Chloroplatinic acid was popularized for the quantitative analysis of potassium. The potassium is selectively precipitated from solution as potassium hexachloroplatinate. Determinations were done in 85% (v/v) alcohol solutions with excess platinate ions, and the precipitated product was weighed. Potassium could be detected for solutions as dilute as 0.02 to 0.2% (m/v).

This method for determination of potassium was advantageous compared to the sodium cobaltinitrite method used previously, since it required a single precipitation reaction. Gravimetric analysis of precipitated products has been supplanted by modern instrumental analysis methods such as ion selective electrodes, flame photometry, ICP-AES or ICP-MS.

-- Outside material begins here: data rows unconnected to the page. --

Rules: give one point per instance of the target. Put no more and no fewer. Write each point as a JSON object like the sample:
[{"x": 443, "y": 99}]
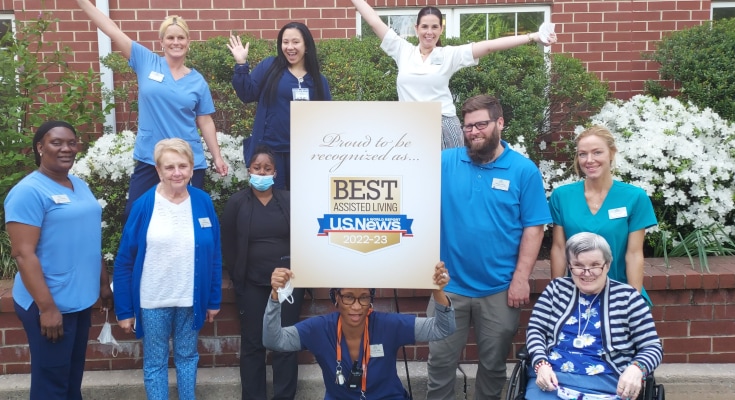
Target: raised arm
[
  {"x": 485, "y": 47},
  {"x": 442, "y": 324},
  {"x": 276, "y": 337},
  {"x": 371, "y": 17},
  {"x": 558, "y": 256},
  {"x": 634, "y": 260},
  {"x": 106, "y": 25}
]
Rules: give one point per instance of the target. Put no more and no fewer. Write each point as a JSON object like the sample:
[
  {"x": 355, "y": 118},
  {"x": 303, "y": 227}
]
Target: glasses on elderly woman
[
  {"x": 348, "y": 299},
  {"x": 594, "y": 270}
]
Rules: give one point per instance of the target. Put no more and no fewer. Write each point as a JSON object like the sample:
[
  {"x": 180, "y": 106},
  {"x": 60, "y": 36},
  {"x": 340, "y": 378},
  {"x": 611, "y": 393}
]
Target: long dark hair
[
  {"x": 431, "y": 11},
  {"x": 276, "y": 70}
]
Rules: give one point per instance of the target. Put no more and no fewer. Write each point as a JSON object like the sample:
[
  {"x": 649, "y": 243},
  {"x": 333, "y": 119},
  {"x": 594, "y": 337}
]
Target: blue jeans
[
  {"x": 160, "y": 325},
  {"x": 56, "y": 368}
]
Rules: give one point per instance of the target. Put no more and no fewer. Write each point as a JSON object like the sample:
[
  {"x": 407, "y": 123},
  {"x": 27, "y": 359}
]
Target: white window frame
[
  {"x": 452, "y": 15},
  {"x": 720, "y": 4}
]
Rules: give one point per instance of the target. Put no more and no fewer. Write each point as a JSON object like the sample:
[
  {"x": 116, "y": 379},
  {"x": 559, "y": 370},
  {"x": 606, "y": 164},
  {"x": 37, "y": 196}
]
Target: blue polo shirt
[
  {"x": 167, "y": 108},
  {"x": 70, "y": 245},
  {"x": 483, "y": 213}
]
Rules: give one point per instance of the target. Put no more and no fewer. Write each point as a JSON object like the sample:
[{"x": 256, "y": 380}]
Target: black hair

===Purification of platinum===

Upon treatment with an ammonium salt, such as ammonium chloride, chloroplatinic acid converts to ammonium hexachloroplatinate, which precipitates as a solid. Upon heating in an atmosphere of hydrogen, the ammonium salt converts to elemental platinum. Platinum is often isolated from ores or recycled from residues using this method.

===Catalysis===
Like many platinum compounds, chloroplatinic acid is a catalyst (or precatalyst) for hydrogenation and related reactions. As first reported by John Speier and colleagues from Dow Corning, it catalyzes the addition of hydrosilanes to olefins, i.e. hydrosilylation. Early demonstration reactions used isopropanol solutions of trichlorosilane (SiHCl_{3}) with pentenes. Prior work on the addition of silanes to alkenes required radical reactions that were inefficient. As well as with Karstedt's catalyst, Speier's catalyst enjoys widespread use for hydrosilylation, the main drawback is the deliquescent properties of the catalyst.

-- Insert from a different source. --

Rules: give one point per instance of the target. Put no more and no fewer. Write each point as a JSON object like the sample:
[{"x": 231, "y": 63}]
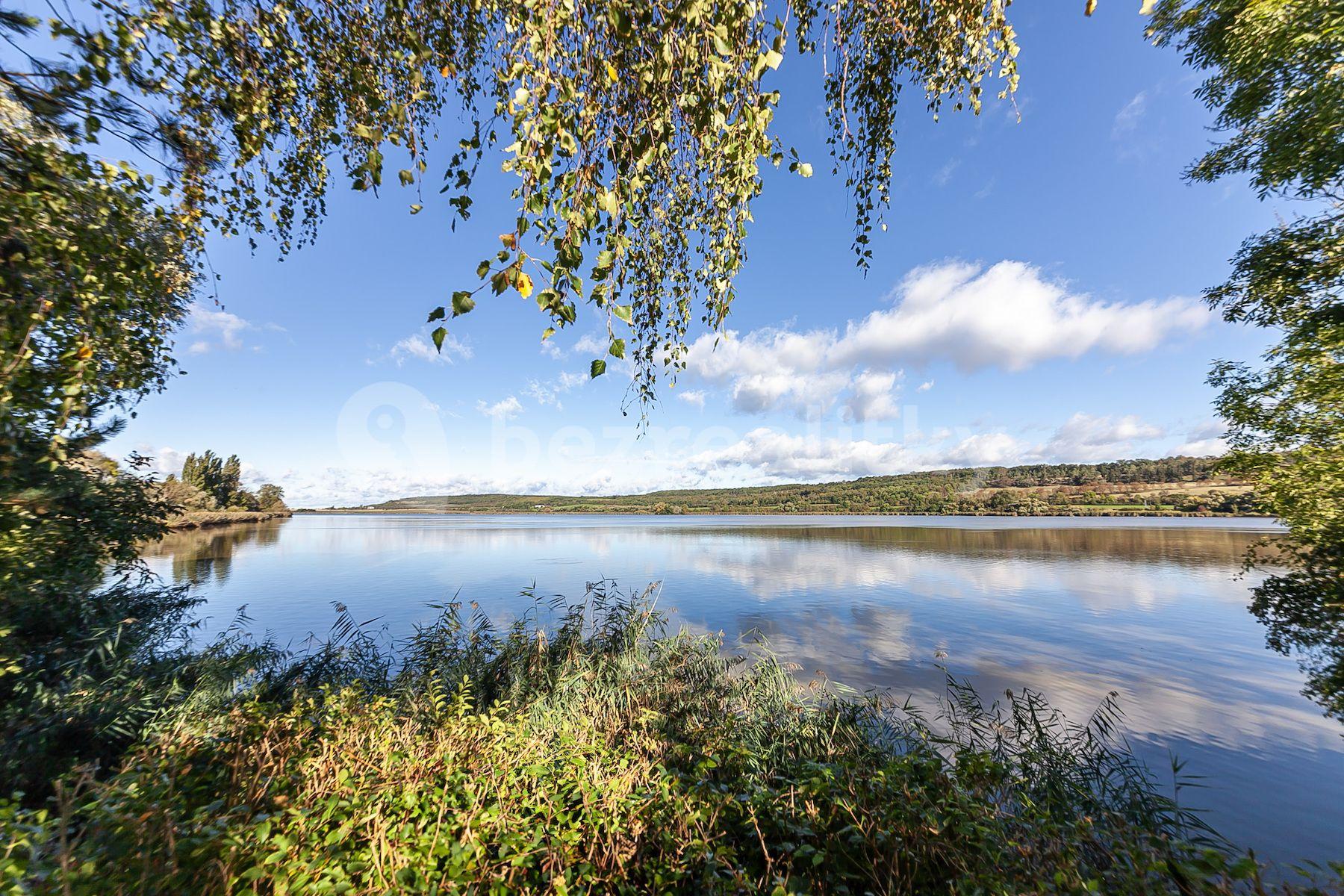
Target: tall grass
[{"x": 585, "y": 748}]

It is generally agreed that chloroplatinic acid is a precursor to the actual catalyst. A possible role for colloidal platinum or zero-valent complexes has also been considered.

==Related compounds==
Chloroplatinic acid prepared from aqua regia is proposed to contain nitrosonium hexachloroplatinate, (NO)_{2}PtCl_{6}. Nitrosonium hexachloroplatinate is obtained by the reaction of nitrosyl chloride (NOCl) and platinum metal. Nitrosonium hexachloroplatinate has been found to react vigorously with water and hydrochloric acid, making contamination of chloroplatinic acid prepared with aqua regia with nitrosonium hexachloroplatinate unlikely.